MAY 6 | DIGITAL: SANTA MONICA, Calif.—Digital kiosk company MOD Systems is negotiating with three retailers to launch pilot tests of its machines in stores in the second half of the year, executives told Video Business at the Digital Hollywood conference here Tuesday.
MOD joined with Toshiba and NCR Corp. last year to rollout the kiosks, which allow consumers to download movies to SD memory cards, the same cards used to store photos on digital cameras. SD cards are already playable on a number of devices, and Toshiba has announced it plans to make its TVs, DVD and portable players and other devices compatible with SD cards so consumers will be able to plug in the cards and watch stored movies.
MOD CEO Anthony Bay and senior VP of business development Brad Gleeson wouldn’t say which retailers they are talking to, but they said they’re already in the video space.
Gleeson said MOD is polishing up its system before committing to a pilot launch this year, though acknowledged they will have to do so months before the holiday season when retailers are unwilling to bring in untested products that waste valuable floor space.
Last year, MOD and other kiosk companies had to delay plans for a pilot launch because they couldn’t get deals done to roll out the systems to kiosks early enough in the second half of the year.
MOD plans to sell new releases and catalog films from Warner Bros. and Paramount Pictures as a rental or permanent download. Bay said other studios are interested, but MOD hasn’t signed additional deals because they would have to pay upfront for the content they expect to sell as a download, something they don’t want to do until they know when the kiosks will go into stores.
Bay said it’s not critical to launch the kiosks with content from every major studio and pointed to Apple iTunes, which launched video downloads with content from just Walt Disney Studios. He said having major new releases is more important than breadth of content.
Earlier this week, MOD announced that it had started a subsidiary in Japan to launch kiosks in the Japanese market. MOD Systems Japan is wholly owned by MOD and will be headed by Tetsuya Kato, who previously served as president of Toshiba Entertainment.
Even as MOD launches into retail, the startup is facing two separate, high-profile lawsuits. Former Warner Home Video president Warren Lieberfarb is suing the company claiming it owes him money for consulting work. In a separate suit, angel investor Robert Arnold filed suit against the company alleging massive fraud and embezzlement by former CEO and founder Mark Phillips.

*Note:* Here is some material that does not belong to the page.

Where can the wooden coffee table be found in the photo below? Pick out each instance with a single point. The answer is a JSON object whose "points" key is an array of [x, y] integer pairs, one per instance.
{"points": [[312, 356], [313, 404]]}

Bay wouldn’t comment on the litigation beyond saying “the company is sound” and that Phillips is no longer CEO or chairman. Bay, who was named interim CEO last month, is now CEO. He wouldn’t say whether Phillips has been fired. MOD placed Phillips and chief operating officer Kenneth Gordon on administrative leave in April after launching an internal investigation into the fraud charges. The company has never said what the committee found.